Engratia was a native of Braga who had been promised in marriage to a nobleman of Roussillon. He sent as her escort to Gaul her uncle Lupercius (sometimes identified with the Luperculus who was a bishop of Eauze) and a suite of sixteen noblemen and a servant named Julie or Julia.

Upon reaching Zaragoza, they learned of the persecution of Christians there by the governor Dacian, who reigned in the time of the emperors Diocletian and Maximian. She attempted to dissuade him from his persecution, but was whipped and imprisoned when it was discovered that she was a Christian. She died of her wounds. Her companions were decapitated.

==Martyrs of Zaragoza==
Many others, called the Martyrs of Zaragoza, were martyred at the same time. They are also called the Countless Martyrs of Zaragoza.

It is said that Dacian, to detect and so make an end of all the faithful of Saragossa, ordered that liberty to practise their religion should be promised them on condition that they all went out of the city at a certain fixed time and by certain designated gates.
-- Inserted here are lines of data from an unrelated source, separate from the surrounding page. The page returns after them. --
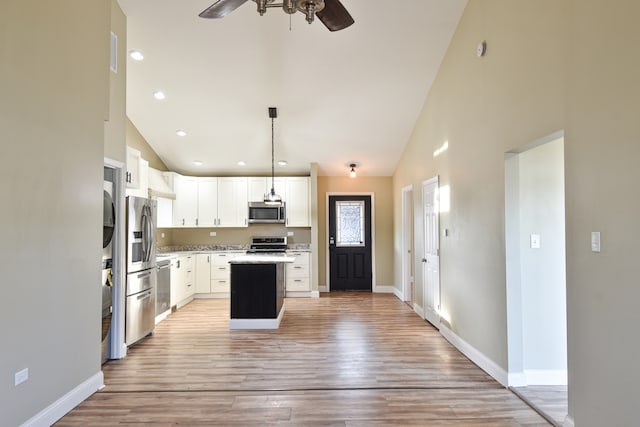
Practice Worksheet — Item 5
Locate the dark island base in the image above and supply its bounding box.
[229,263,284,329]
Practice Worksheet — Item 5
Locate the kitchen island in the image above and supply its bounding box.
[229,255,295,329]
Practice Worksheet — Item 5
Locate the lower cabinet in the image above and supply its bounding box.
[170,255,195,307]
[285,251,311,296]
[211,252,235,297]
[196,254,212,294]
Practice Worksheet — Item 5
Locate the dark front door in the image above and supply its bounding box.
[329,196,372,292]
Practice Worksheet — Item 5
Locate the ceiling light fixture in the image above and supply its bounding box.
[198,0,354,31]
[264,107,282,205]
[129,50,144,61]
[349,163,357,178]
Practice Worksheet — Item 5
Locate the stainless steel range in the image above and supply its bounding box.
[247,236,287,254]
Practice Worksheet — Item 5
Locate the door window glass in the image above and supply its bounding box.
[336,201,365,247]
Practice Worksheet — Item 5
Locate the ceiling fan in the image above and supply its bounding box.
[198,0,354,31]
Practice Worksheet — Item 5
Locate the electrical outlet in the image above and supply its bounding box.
[591,231,600,252]
[531,234,540,249]
[13,368,29,386]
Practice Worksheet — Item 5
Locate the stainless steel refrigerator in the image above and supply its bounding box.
[124,196,157,346]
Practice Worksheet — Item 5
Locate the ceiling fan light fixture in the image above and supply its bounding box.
[349,163,358,178]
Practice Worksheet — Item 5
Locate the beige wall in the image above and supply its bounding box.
[393,0,566,370]
[0,0,111,426]
[104,0,128,163]
[126,118,169,171]
[565,0,640,427]
[393,0,640,427]
[318,176,394,286]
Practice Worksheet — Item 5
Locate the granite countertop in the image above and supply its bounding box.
[156,243,311,257]
[229,254,295,264]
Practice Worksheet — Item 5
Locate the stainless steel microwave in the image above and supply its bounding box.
[249,202,286,224]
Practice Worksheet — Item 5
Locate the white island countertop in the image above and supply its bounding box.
[229,254,296,264]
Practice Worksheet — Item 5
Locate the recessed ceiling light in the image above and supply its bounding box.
[129,50,144,61]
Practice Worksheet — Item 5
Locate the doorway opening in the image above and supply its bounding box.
[421,176,440,329]
[505,132,568,423]
[402,185,415,308]
[327,194,374,292]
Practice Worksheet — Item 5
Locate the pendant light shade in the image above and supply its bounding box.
[264,107,282,205]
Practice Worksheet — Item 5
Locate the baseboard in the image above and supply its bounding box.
[22,371,104,427]
[508,372,527,387]
[413,303,424,319]
[194,292,231,299]
[562,414,576,427]
[440,324,509,387]
[374,285,396,294]
[524,369,568,385]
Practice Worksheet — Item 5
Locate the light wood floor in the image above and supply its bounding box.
[56,293,549,427]
[513,385,569,426]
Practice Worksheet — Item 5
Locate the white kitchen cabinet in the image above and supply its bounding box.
[211,252,235,295]
[171,174,198,227]
[170,255,195,308]
[181,255,196,300]
[162,172,311,228]
[196,177,219,227]
[195,254,211,294]
[285,251,311,296]
[218,177,249,227]
[284,176,311,227]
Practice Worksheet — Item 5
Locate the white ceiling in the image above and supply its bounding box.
[118,0,467,176]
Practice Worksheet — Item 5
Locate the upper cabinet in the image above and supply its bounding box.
[167,172,248,227]
[218,177,249,227]
[159,172,311,227]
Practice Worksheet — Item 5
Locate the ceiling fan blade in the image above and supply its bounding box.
[316,0,355,31]
[198,0,247,19]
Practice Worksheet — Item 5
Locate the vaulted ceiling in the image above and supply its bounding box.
[118,0,467,176]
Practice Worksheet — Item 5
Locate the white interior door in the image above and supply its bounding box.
[402,186,414,307]
[422,177,440,328]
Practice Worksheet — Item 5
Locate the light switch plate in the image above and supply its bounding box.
[591,231,600,252]
[531,234,540,249]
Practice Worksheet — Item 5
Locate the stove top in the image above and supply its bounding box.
[247,236,287,254]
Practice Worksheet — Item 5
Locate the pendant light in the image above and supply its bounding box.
[264,107,282,205]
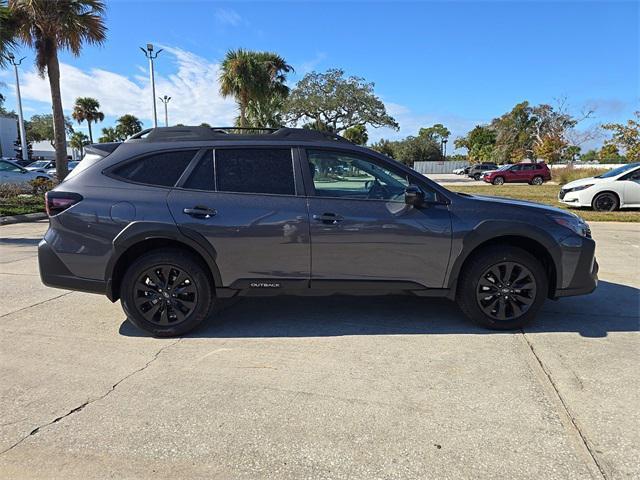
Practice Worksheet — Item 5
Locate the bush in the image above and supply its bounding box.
[551,167,609,185]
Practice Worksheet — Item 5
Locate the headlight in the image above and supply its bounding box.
[551,215,591,237]
[564,183,593,193]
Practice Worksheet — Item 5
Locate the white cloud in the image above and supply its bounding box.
[20,46,237,126]
[215,8,247,27]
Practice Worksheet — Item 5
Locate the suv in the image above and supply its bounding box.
[38,127,598,336]
[467,163,498,180]
[482,162,551,185]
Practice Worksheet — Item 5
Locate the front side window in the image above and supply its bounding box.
[307,150,409,201]
[214,148,296,195]
[113,150,197,187]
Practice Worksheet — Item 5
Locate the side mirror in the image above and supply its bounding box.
[404,185,424,207]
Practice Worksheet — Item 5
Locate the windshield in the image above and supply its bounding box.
[596,162,640,178]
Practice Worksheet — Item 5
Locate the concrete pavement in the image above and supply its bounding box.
[0,222,640,479]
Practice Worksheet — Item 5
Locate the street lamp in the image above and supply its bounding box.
[140,43,162,128]
[158,95,171,127]
[7,53,29,160]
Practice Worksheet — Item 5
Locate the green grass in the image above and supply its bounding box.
[447,185,640,222]
[0,195,44,216]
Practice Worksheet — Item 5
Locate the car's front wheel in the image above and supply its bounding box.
[121,248,214,337]
[457,246,548,330]
[591,192,620,212]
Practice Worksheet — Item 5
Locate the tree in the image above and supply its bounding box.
[220,48,293,127]
[24,114,73,146]
[285,69,399,133]
[0,0,107,180]
[453,125,496,163]
[116,113,142,140]
[98,127,122,143]
[602,111,640,162]
[69,132,91,158]
[342,125,369,145]
[71,97,104,143]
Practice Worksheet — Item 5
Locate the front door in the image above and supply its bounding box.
[168,148,310,288]
[302,150,451,288]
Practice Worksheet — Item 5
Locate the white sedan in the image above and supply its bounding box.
[558,162,640,212]
[0,160,51,184]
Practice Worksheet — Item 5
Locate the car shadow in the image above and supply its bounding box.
[120,281,640,338]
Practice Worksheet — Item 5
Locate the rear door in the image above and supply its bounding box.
[301,149,451,288]
[168,147,310,288]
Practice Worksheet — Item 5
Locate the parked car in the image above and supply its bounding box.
[0,160,51,184]
[25,160,56,173]
[482,162,551,185]
[467,163,498,180]
[38,127,598,336]
[558,162,640,212]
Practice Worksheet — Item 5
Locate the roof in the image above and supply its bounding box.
[127,126,351,143]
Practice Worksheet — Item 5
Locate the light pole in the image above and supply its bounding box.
[140,43,162,128]
[7,53,29,160]
[158,95,171,127]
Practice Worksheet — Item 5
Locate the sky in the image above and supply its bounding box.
[0,0,640,150]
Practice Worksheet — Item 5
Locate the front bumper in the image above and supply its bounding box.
[38,239,107,295]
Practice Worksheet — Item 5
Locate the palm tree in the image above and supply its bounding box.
[0,0,107,179]
[220,48,293,127]
[71,97,104,143]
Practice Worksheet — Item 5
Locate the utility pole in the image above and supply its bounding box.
[158,95,171,127]
[140,43,162,128]
[7,53,29,160]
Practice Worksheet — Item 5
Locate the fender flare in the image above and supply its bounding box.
[104,221,222,301]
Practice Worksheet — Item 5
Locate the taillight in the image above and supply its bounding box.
[44,191,82,217]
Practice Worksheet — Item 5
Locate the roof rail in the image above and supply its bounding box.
[129,126,351,143]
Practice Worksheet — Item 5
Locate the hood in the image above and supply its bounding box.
[562,177,610,190]
[465,195,575,216]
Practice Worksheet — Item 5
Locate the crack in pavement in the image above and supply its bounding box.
[520,329,608,480]
[0,338,182,455]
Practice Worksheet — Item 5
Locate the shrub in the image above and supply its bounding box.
[551,167,609,185]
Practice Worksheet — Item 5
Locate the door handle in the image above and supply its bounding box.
[313,213,344,225]
[182,205,218,219]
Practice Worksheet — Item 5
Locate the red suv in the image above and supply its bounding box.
[482,163,551,185]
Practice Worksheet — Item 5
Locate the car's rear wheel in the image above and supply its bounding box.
[121,248,214,337]
[531,177,544,185]
[591,192,620,212]
[457,246,548,330]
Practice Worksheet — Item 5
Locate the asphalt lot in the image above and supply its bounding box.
[0,222,640,479]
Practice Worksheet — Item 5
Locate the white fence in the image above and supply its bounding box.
[413,160,469,173]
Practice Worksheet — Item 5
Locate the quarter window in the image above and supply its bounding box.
[214,148,295,195]
[307,150,409,201]
[113,150,197,187]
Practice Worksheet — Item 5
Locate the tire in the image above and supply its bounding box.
[120,248,214,337]
[531,176,544,185]
[456,245,548,330]
[591,192,620,212]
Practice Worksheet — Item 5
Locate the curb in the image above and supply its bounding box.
[0,212,47,225]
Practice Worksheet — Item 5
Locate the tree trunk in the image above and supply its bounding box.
[47,48,69,181]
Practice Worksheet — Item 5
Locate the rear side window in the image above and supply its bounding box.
[214,148,295,195]
[113,150,197,187]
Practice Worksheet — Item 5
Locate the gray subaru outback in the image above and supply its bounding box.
[38,127,598,336]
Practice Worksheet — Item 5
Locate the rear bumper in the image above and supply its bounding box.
[38,239,107,295]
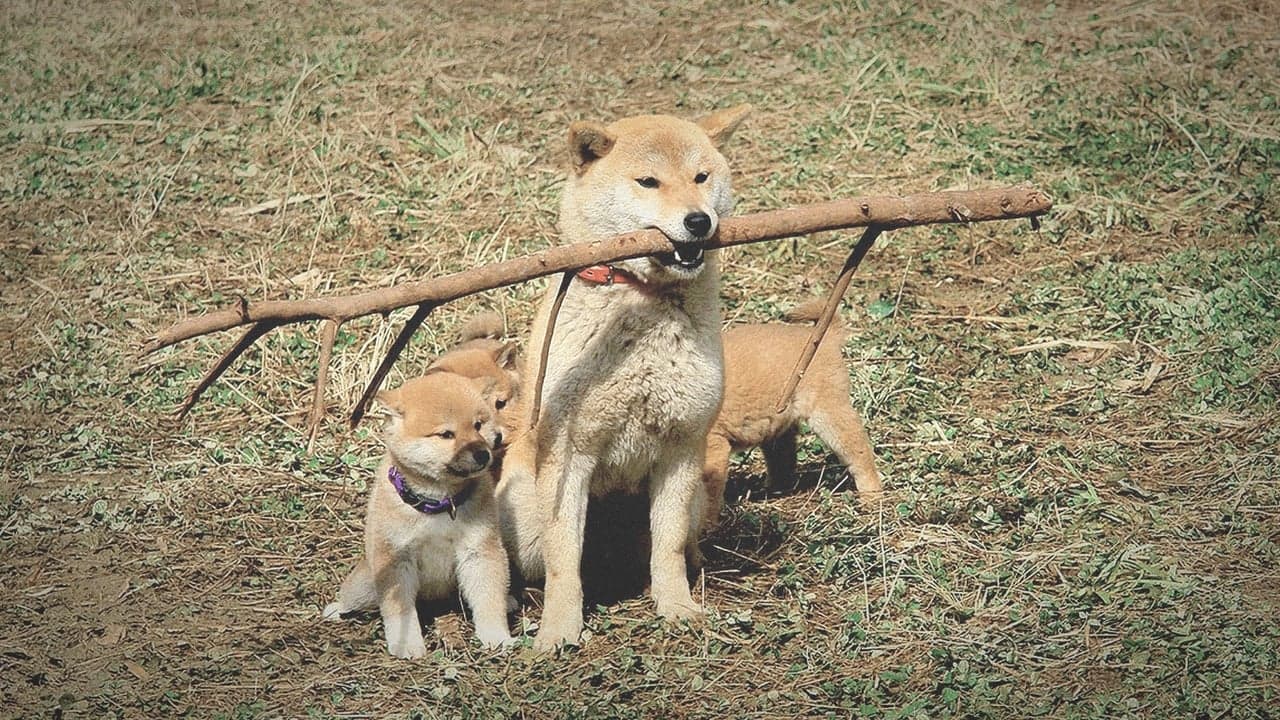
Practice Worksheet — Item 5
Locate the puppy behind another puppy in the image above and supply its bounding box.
[324,370,513,657]
[703,300,881,529]
[428,311,521,448]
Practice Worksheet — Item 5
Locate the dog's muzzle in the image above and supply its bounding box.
[658,242,707,270]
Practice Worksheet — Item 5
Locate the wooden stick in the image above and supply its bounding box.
[351,302,436,428]
[178,322,283,420]
[142,187,1053,355]
[777,225,883,413]
[142,186,1052,425]
[527,273,573,429]
[307,320,338,452]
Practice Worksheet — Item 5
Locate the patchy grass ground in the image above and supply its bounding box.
[0,0,1280,717]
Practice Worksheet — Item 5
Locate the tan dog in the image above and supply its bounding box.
[498,108,748,650]
[703,301,881,529]
[428,311,520,445]
[324,372,513,657]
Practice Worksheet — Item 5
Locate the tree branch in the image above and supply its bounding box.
[142,186,1052,424]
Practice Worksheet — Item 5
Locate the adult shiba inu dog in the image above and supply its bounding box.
[498,106,749,650]
[324,372,512,657]
[703,301,881,528]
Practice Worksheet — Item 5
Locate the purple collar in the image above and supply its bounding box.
[387,465,476,520]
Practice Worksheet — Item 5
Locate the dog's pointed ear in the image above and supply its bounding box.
[568,120,614,173]
[493,342,520,370]
[374,389,404,419]
[698,105,751,146]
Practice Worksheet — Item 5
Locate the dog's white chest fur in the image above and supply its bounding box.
[543,268,724,495]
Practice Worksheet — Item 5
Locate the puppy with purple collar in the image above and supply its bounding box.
[324,372,513,657]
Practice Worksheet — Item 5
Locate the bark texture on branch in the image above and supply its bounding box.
[142,186,1052,422]
[142,187,1052,354]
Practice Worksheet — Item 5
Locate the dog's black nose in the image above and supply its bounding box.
[685,213,712,237]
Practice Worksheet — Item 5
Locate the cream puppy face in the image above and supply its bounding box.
[378,372,499,488]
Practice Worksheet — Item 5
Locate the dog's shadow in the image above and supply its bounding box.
[582,455,852,607]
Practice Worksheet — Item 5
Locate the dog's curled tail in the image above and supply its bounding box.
[458,310,506,343]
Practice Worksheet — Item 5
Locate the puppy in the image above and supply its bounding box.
[428,311,521,445]
[324,372,513,657]
[499,106,748,651]
[701,300,881,529]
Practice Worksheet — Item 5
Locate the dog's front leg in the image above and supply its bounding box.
[649,443,705,620]
[534,454,595,651]
[370,560,426,659]
[458,527,515,648]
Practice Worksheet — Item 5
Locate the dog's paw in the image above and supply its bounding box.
[476,629,520,651]
[658,598,703,623]
[387,638,426,660]
[534,620,582,652]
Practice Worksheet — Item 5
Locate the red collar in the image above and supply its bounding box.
[577,265,645,290]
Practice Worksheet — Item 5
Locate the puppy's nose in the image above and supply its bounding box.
[685,213,712,237]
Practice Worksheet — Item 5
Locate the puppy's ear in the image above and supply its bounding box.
[698,105,751,147]
[568,120,614,174]
[493,342,520,370]
[374,389,404,419]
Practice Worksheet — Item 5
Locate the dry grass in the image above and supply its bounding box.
[0,3,1280,717]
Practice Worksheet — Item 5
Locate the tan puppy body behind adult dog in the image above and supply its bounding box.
[324,372,513,657]
[428,311,521,445]
[498,108,748,650]
[703,301,881,528]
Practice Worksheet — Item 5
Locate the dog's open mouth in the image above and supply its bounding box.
[658,243,705,270]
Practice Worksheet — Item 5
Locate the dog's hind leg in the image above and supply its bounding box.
[534,443,591,651]
[692,425,733,532]
[809,400,882,501]
[760,427,796,489]
[458,528,515,648]
[324,557,378,620]
[649,442,705,620]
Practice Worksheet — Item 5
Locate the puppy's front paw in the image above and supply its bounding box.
[657,598,703,621]
[387,638,426,660]
[534,609,582,652]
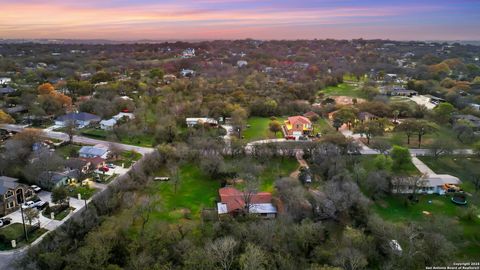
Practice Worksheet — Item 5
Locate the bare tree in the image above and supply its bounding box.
[243,173,259,214]
[23,208,40,226]
[135,196,158,237]
[207,236,237,270]
[64,120,77,143]
[240,243,267,270]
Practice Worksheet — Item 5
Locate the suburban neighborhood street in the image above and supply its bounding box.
[0,125,153,155]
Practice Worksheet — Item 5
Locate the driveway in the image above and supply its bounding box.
[0,125,154,155]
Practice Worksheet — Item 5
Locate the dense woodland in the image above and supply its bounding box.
[0,39,480,270]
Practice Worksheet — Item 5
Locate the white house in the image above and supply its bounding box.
[180,69,195,77]
[100,118,117,130]
[237,60,248,68]
[55,112,102,128]
[78,144,109,159]
[392,174,461,195]
[112,112,135,121]
[0,77,12,84]
[186,117,218,127]
[182,48,195,58]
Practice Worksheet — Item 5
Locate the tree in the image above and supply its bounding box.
[207,236,238,270]
[370,139,392,155]
[268,120,282,136]
[433,102,455,123]
[51,186,68,204]
[239,243,268,270]
[64,120,77,143]
[242,173,259,214]
[392,175,427,198]
[231,107,247,138]
[365,171,390,199]
[332,118,343,131]
[472,141,480,156]
[395,119,417,145]
[333,107,357,129]
[23,208,40,226]
[416,120,438,148]
[373,155,393,171]
[453,120,475,143]
[429,138,455,159]
[390,145,412,172]
[354,118,387,144]
[0,110,15,124]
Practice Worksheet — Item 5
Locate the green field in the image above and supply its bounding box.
[377,126,470,149]
[313,118,336,134]
[259,158,299,192]
[320,83,365,98]
[243,117,285,141]
[55,144,82,158]
[147,164,220,222]
[374,195,480,259]
[374,156,480,259]
[418,156,480,192]
[80,128,154,147]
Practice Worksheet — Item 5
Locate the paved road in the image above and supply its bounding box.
[0,125,153,155]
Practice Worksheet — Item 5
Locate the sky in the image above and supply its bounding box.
[0,0,480,40]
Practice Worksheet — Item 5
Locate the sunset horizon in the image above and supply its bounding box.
[0,0,480,41]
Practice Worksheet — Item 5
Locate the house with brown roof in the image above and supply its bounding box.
[217,187,277,218]
[0,176,35,216]
[283,115,313,140]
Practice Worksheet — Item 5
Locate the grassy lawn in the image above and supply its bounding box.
[55,144,82,158]
[67,186,98,200]
[80,128,108,139]
[146,164,220,222]
[374,156,480,259]
[80,128,154,147]
[350,155,420,175]
[418,156,480,192]
[378,126,471,149]
[320,83,365,98]
[243,117,285,141]
[112,151,142,168]
[313,118,336,134]
[0,223,47,250]
[259,158,300,192]
[374,195,480,259]
[120,134,154,147]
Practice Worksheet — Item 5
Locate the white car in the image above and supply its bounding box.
[30,185,42,193]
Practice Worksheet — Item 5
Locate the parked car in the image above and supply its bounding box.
[30,185,42,193]
[0,218,12,227]
[33,199,48,210]
[153,176,170,181]
[22,199,47,208]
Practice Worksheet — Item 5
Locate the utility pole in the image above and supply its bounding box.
[20,205,28,242]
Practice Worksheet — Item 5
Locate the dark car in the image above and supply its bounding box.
[0,218,12,227]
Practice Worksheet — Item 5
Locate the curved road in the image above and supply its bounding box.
[0,125,154,155]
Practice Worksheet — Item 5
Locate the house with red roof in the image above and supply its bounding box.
[217,187,277,218]
[283,115,313,140]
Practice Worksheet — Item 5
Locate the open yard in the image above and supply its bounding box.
[259,158,300,192]
[378,126,470,149]
[147,164,220,222]
[418,156,480,193]
[243,117,285,141]
[374,195,480,259]
[320,83,365,98]
[80,128,154,147]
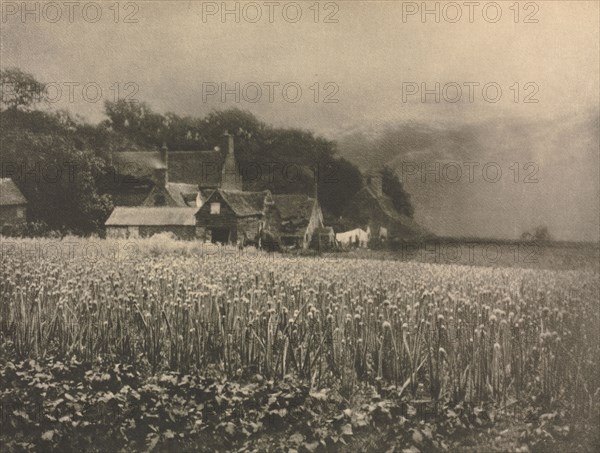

As soon as they had thus gone forth, he ordered them to be put to the sword and their corpses burned. Their ashes were mixed with those of criminals, so that no veneration might be paid them. But a shower of rain fell and washed the ashes apart, forming those of the martyrs into certain white masses. These, known as the "holy masses" (las santas masas) were deposited in the crypt of the church dedicated to St. Engratia, where they are still preserved.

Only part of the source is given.